しかし、両氏とも直接の実行犯ははっきりさせていませんでした。
この実行犯は高台寺党だという説が作家の大浦章郎氏です。しかも黒幕は大久保利通です。
大浦章郎氏の結論は
標的は坂本龍馬
実行犯は、伊東甲子太郎の配下
黒幕は、筋書を木戸孝允が書き、大久保利通が伊東甲子太郎に要請、 実行指令は伊東甲子太郎が出した。
というものです。
大浦氏は、大政奉還後の政局は、慶喜派と勤皇派が競い合い、勤皇派も武力革命派と平和革命派に分かれて競い合っていた。
坂本龍馬は、徳川家擁護論者であり、幕府幹部や親徳川諸侯が龍馬暗殺を指令することはありえない。
一方、長州の木戸孝允、薩摩の大久保・西郷は武力倒幕革命を考えており、龍馬の存在は目障りだったろう
と考えています。
【筋書は木戸孝允、黒幕は大久保利通、下手人は伊東甲子太郎一派】
薩摩藩は、薩長同盟とともに平和革命路線の土佐藩とも盟約を結んでいました。
これに対して不快感を感じた長州の木戸孝允は、龍馬をどうするのか西郷隆盛にねじ込みます。
処置に困った西郷隆盛は大久保利通に相談します。
大久保利通は、中村半次郎を通じて、伊東甲子太郎を知っていたので、伊東甲子太郎に「龍馬を武力革命側に説得してもらいたい。

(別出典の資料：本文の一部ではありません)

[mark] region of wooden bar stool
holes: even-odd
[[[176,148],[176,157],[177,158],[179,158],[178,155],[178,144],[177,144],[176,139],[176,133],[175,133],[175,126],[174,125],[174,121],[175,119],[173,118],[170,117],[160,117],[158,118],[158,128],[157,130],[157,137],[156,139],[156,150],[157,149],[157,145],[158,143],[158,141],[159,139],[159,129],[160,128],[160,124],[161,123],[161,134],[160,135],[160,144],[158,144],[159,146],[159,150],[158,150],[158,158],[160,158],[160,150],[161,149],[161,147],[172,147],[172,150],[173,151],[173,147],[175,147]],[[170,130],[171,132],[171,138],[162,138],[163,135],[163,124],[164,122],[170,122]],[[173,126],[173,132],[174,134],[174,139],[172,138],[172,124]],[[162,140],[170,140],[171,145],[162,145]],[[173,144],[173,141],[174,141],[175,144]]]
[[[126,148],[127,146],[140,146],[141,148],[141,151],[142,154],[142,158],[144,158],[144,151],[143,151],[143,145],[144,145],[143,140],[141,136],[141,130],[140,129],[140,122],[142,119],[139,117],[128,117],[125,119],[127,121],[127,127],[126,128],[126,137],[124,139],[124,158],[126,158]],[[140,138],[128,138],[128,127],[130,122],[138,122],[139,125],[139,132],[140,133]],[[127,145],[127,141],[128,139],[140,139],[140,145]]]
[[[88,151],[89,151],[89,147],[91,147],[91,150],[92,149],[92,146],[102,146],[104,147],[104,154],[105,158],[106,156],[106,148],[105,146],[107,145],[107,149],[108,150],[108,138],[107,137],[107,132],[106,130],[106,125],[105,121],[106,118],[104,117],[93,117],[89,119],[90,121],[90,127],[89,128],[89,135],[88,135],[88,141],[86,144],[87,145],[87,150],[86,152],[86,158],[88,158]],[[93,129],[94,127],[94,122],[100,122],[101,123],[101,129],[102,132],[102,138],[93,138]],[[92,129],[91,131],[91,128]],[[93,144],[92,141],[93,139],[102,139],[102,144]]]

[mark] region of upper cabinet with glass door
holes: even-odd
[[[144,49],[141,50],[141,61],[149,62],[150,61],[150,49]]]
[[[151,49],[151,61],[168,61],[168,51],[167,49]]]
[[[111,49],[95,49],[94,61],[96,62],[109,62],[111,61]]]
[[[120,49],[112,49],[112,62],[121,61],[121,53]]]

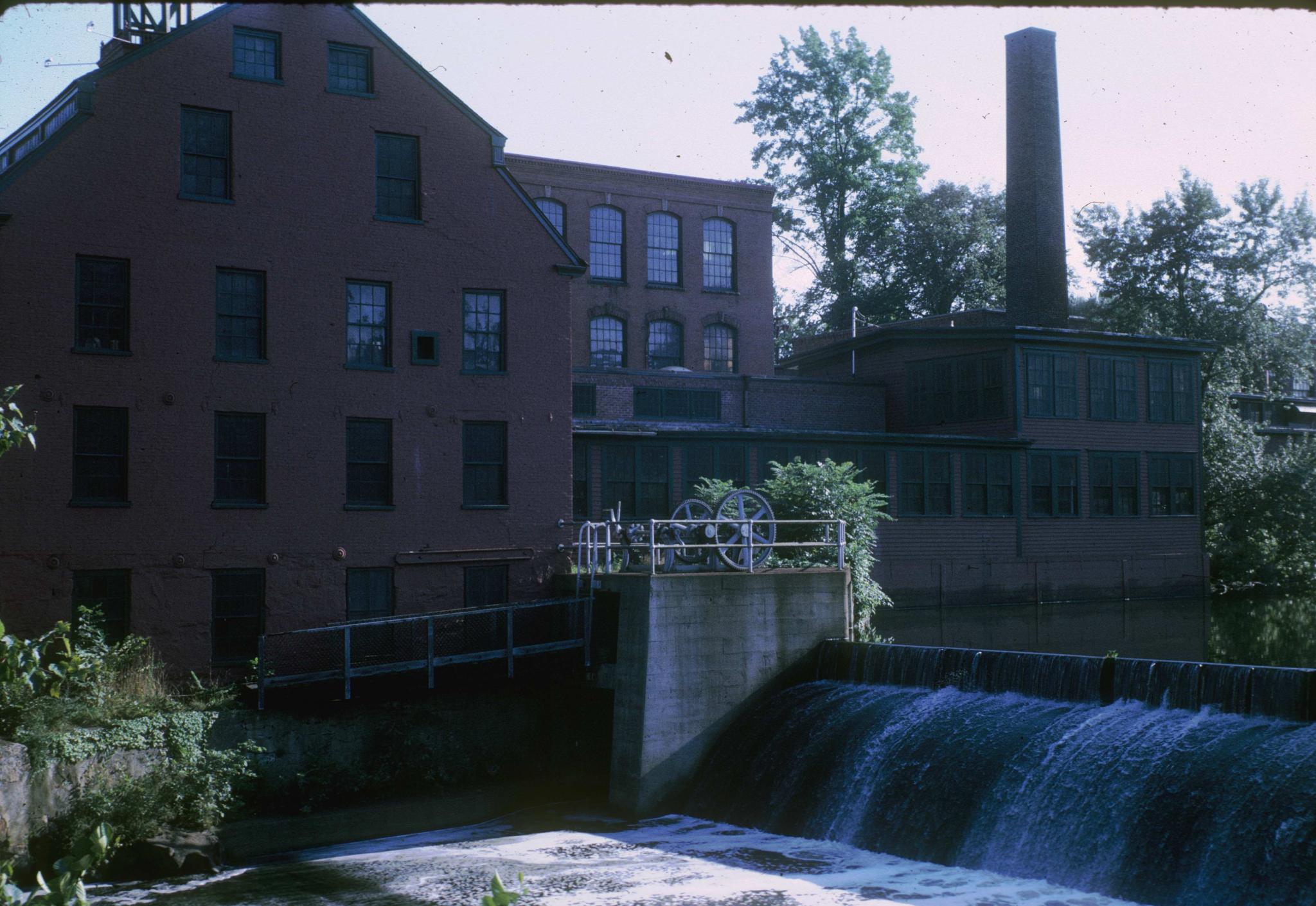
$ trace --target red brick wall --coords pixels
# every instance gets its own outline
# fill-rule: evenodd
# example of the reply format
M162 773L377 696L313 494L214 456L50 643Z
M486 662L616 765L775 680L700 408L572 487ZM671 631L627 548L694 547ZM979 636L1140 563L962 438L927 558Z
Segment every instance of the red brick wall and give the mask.
M566 205L566 240L584 258L590 257L590 208L611 204L624 212L626 282L616 286L586 278L575 287L574 365L590 363L590 311L613 306L626 323L633 369L645 367L645 319L653 316L683 321L686 367L704 367L704 323L720 319L737 328L740 370L772 373L771 188L517 154L508 154L507 161L533 198L551 195ZM650 287L645 280L645 217L663 209L680 219L680 288ZM736 224L736 292L703 288L703 224L719 216Z
M284 84L229 76L234 25L282 33ZM376 97L325 91L326 41L374 47ZM183 104L233 112L232 205L178 199ZM424 225L372 219L376 129L420 136ZM91 119L0 198L0 361L39 437L0 464L5 624L67 618L70 570L132 568L132 629L200 666L205 570L265 566L278 631L342 619L345 568L422 546L532 548L511 577L534 594L571 506L570 286L491 161L490 137L340 7L240 7L103 78ZM70 352L76 254L132 259L130 357ZM212 358L221 266L267 274L267 365ZM392 282L393 373L343 367L351 278ZM505 375L458 373L465 287L507 292ZM412 329L438 332L438 367L411 365ZM67 506L74 406L130 410L129 508ZM266 413L267 510L211 508L216 410ZM393 512L343 511L349 416L393 421ZM508 423L507 510L461 508L465 419ZM395 575L400 612L462 600L459 566Z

説得できなくてもせめて12月初旬には京都にはいないよう仕向けたもらいたい」と依頼します。
そして、それらがうまくいかなかった場合には、暗殺もやむ得ないことを示唆します。
伊東甲子太郎は、新撰組に参加したものの、その頃は新撰組から分離し、同志10数人と高台寺党を名乗っていました。
大久保利通の依頼を受けた伊東甲子太郎は龍馬を訪問し説得しますが、失敗します。
そこで、京都を離れることも勧告しますがこれも失敗します。
そのため、伊東甲子太郎は最後の決断をせざるをえなかったと大浦氏は推測しています。
大浦氏は、最後に、「筋書は木戸孝允、黒幕は大久保利通、下手人は伊東甲子太郎一派だ、というのが私の論である。」と念押しています。